Issa’s office released a copy of the letter, dated Dec. 19, this week; a Rogers spokeswoman declined comment Thursday. Also on Dec. 19, Issa introduced a bill to give the Postal Service the go-ahead for five-day mail delivery while repealing cuts in future cost-of-living adjustments for working-age military retirees that are part of a budget agreement signed last month.
Ending Saturday mail delivery, but continuing to deliver packages, is a priority for Postal Service leaders, who estimate that the move would save $1.9 billion per year. The Obama administration is on board with the idea. In Congress, Issa, who heads the House Oversight and Government Reform Committee, and Sen. Tom Carper, D-Del., chairman of the comparable Senate panel, have introduced legislation that would allow five-day mail delivery as part of a broader revamp of postal operations.
Even though mail volume has dropped by more than 25 percent since 2006, the number of addresses that the Postal Service must serve has climbed by more than 6.7 million during the same period, Issa said in his letter. “This is an economically unsustainable trend, unless changes in delivery are made,” he added.
But halting six-day mail delivery faces resistance from postal unions, not to mention lawmakers concerned about the impact on constituents. A non-binding House resolution sponsored by Rep. Sam Graves, R-Mo., in favor of maintaining Saturday mail service has 206 co-sponsors, according to congressional records. Last year, the Postal Service had to back off a bid to end Saturday delivery on its own after lawmakers refused to drop the requirement for six-day mail service.
House leaders have yet to bring Issa’s bill up for a vote by the full chamber; Carper has thus far been unable to move his measure out of committee. The odds against comprehensive legislation passing this year are even steeper, observers say, both because of the November congressional elections and because the Postal Service’s financial picture is improving, at least on a relative basis.

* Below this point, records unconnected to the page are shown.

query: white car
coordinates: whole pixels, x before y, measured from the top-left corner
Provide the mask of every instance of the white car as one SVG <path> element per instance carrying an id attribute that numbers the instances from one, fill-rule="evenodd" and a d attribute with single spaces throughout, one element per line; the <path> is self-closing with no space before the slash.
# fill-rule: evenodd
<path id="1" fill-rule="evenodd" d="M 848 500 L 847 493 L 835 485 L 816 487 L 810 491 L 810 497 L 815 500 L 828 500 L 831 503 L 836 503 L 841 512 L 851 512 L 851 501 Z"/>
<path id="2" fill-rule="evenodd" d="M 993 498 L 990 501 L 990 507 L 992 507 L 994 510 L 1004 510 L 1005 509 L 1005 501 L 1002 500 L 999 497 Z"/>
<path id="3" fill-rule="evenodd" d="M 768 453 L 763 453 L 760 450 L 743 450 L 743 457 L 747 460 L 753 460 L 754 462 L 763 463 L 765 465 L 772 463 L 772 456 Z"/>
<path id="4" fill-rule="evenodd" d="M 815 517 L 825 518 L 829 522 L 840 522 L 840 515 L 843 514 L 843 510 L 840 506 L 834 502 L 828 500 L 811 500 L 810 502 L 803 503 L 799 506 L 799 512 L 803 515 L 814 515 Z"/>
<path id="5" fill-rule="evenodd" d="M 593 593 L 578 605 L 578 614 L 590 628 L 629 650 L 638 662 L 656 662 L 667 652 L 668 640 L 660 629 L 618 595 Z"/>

The USPS lost $5 billion last year, compared to almost $16 billion in fiscal 2012. The outlook brightened further last month when regulators approved a temporary rate hike expected to bring the Postal Service another $2.8 billion in revenue over the next two years. But while the increase furnishes some financial relief, it is not enough to solve “systemic problems,” Carper said in a statement, adding that he will keep working on a bill “that would provide some much needed reforms to the Postal Service.”